Hey, the fresh beats are back—I’ve appropriated two of my favorite themes, see if you can guess them, but more importnatly this means we now have a proper outro. My name is Cosmo Catalano, an oxygen-carbon exchange unit currently located in the City of Hartford Connecticut. You’re listening to a Rantcast, one of about a zillion projects I do on my cycling blog, cyclocosm.com that’s h-t-t-p colono-slash-slash c-y-c-l-o-c-o-s-m dot c-o-m. I also produce a race recap video podcast called How the Race Was Won, which you can google, and I’m on the Twitters, username at-Cyclocosm.
If there’s a topic you’d like to hear me grumble about in a future rantcast, I’m taking requests for 20-second, mini-rants at cyclocosm.com/pfb, as part of a fundraiser for PeopleForBikes.org—all you have to do is contribute a $20 donation. But be quick about it, it’s only open for eight more days.

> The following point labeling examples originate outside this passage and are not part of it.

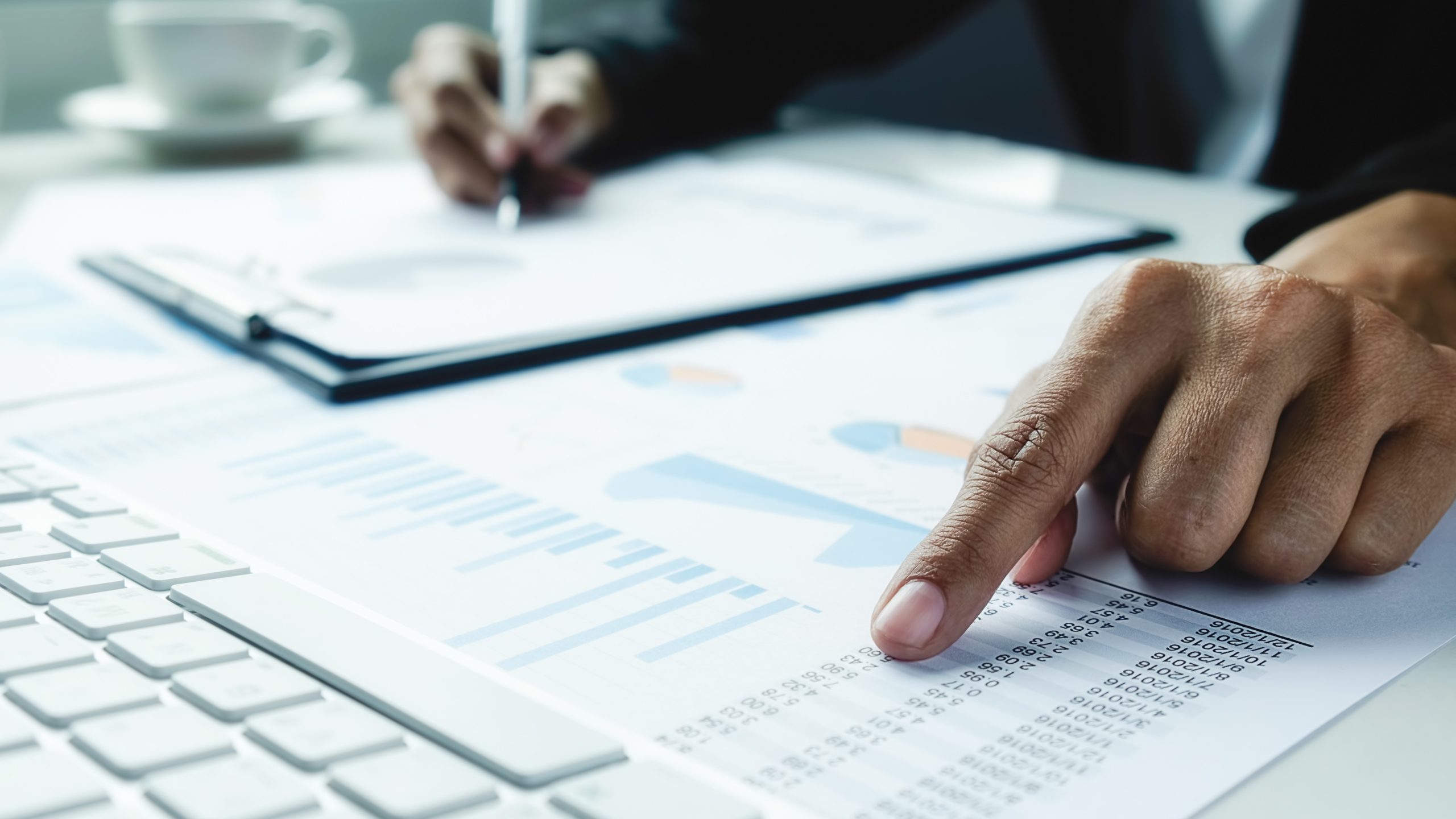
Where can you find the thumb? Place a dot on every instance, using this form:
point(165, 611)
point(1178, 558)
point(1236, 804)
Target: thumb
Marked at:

Colbert went to Northwestern (https://en.wikipedia.org/wiki/Stephen_Colbert) … Wag of the Finger to you. Tip of the Hat to the rant.
@Bryan Witry: but Colbert’s Steven Colbert character did go to Dartmouth—although, to be fair, it was his safety school.
Has anyone actually said mondialization? I’m not trying to stir the pot, just wondering what triggered the rant.
On a linguistic sidenote, the word does sound very american/espn/foxnews rather than british, similiar to the use terms ‘winningest’ in lieu of ‘most winning’, and ‘cognizant’ instead of ‘aware of’.
They’re all fancy pants words for silly news anchors I reckon.